Brasileiros morrem no Líbano durante ataque israelense; criança de 11 anos está entre as vítimas

Bombardeio destruiu casa da família no sul do país; sobrevivente já recebeu alta, segundo parentes

Ataque de Israel no sul do Líbano matou mãe e filho brasileiros de 11 anos; bombardeio destruiu casa da família e deixou outro sobrevivente ferido (Foto: Arquivo Pessoal e Exército do Líbano)

Uma criança de 11 anos e a mãe, ambos brasileiros, morreram durante um ataque de Israel no sul do Líbano, no último domingo (26). A informação foi confirmada pelo Itamaraty. O pai, de origem libanesa, também morreu, e um dos filhos do casal, que havia sido hospitalizado, já recebeu alta nas últimas horas.

As vítimas foram identificadas como Manal Jaafar e o filho Ali Ghassan Nader. Segundo relatos de familiares, uma diarista que estava na casa no momento do ataque também morreu. A família estava no imóvel, localizado no distrito de Bint Jbeil, quando foi surpreendida pelo bombardeio.

Parente relata medo e destruição após ataque

Um parente das vítimas, identificado como Nader, afirmou que a população vive sob constante medo na região. “A gente dorme e acorda com medo”, disse em entrevista à imprensa. Segundo ele, a família havia retornado à casa durante a trégua para buscar pertences, já que estava vivendo em outra cidade por causa do conflito.
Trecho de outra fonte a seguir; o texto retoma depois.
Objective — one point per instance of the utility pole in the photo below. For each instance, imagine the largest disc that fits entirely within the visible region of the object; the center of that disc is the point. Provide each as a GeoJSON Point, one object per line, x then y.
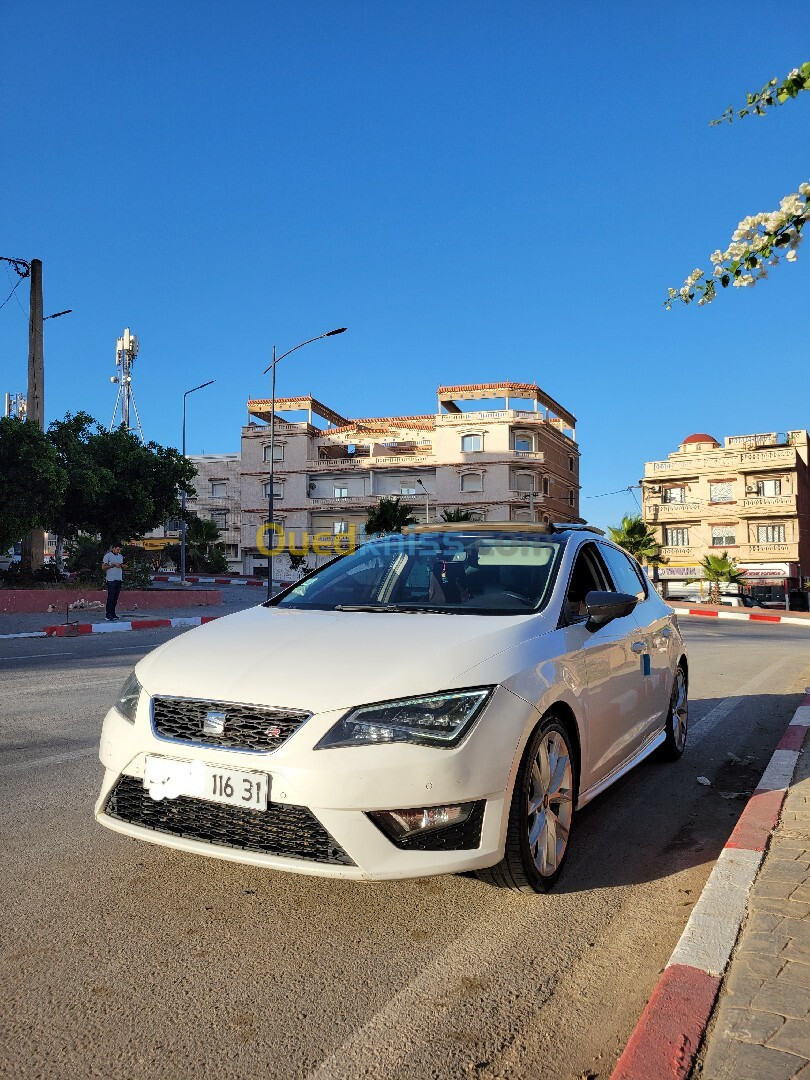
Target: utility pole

De acordo com o relato, o ataque destruiu completamente o imóvel. “O bombardeio queimou e derrubou a casa inteira. Agora não tem casa, nem terra, nem nada. A família desapareceu”, afirmou. Ele também criticou o cessar-fogo, classificando-o como “mentiroso”, diante das sucessivas violações.

Familiares informaram ainda que os corpos de algumas das vítimas não haviam sido localizados até a última atualização. O caso reforça o impacto direto dos ataques sobre civis, mesmo em períodos de trégua.
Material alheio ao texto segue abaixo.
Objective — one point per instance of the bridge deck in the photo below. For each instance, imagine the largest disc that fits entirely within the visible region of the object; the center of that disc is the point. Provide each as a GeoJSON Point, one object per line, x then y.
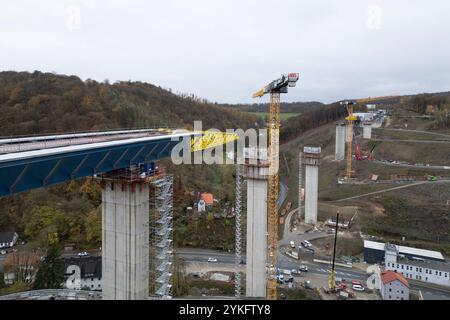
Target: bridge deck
{"type": "Point", "coordinates": [48, 160]}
Itamaraty condena ataque e cobra respeito ao cessar-fogo

Em nota, o Itamaraty classificou o episódio como mais uma violação do cessar-fogo anunciado em abril. O governo brasileiro destacou que os ataques têm provocado a morte de dezenas de civis, incluindo mulheres e crianças.
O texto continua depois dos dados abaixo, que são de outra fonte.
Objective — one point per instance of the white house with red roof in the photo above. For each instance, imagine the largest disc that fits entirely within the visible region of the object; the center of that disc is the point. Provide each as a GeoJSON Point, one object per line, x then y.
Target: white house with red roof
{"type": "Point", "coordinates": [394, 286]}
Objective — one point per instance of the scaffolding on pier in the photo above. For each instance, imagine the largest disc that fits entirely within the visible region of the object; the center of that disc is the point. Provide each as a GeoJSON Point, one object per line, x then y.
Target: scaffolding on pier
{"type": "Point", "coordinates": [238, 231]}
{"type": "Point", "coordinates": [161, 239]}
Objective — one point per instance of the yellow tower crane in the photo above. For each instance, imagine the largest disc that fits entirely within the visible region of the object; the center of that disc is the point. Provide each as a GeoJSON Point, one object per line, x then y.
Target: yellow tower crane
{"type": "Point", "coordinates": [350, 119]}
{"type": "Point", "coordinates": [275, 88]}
O Brasil também reiterou a condenação a ações militares durante a trégua, tanto por parte de Israel quanto do grupo Hezbollah, e voltou a defender o cumprimento das resoluções internacionais que preveem o fim das hostilidades.

A embaixada brasileira em Beirute segue prestando assistência à família das vítimas e monitorando a situação no local.

Conflito persiste apesar da trégua

Mesmo com o cessar-fogo em vigor desde 16 de abril, e prorrogado por mais semanas após anúncio do então presidente dos Estados Unidos, Donald Trump, os confrontos continuam. O acordo foi firmado entre os governos de Israel e do Líbano, mas não contou com adesão formal do Hezbollah.

Israel mantém ataques no sul do país, alegando responder a violações da trégua pelo grupo libanês. Pelos termos do acordo, o país afirma ter o direito de realizar operações militares contra o Hezbollah mesmo durante o cessar-fogo.

Nos últimos dias, tanto Israel quanto o Hezbollah têm trocado ataques com drones e foguetes, o que aumenta o risco de escalada do conflito. O domingo (26), inclusive, foi apontado por autoridades libanesas como o dia mais letal para civis desde o início da trégua.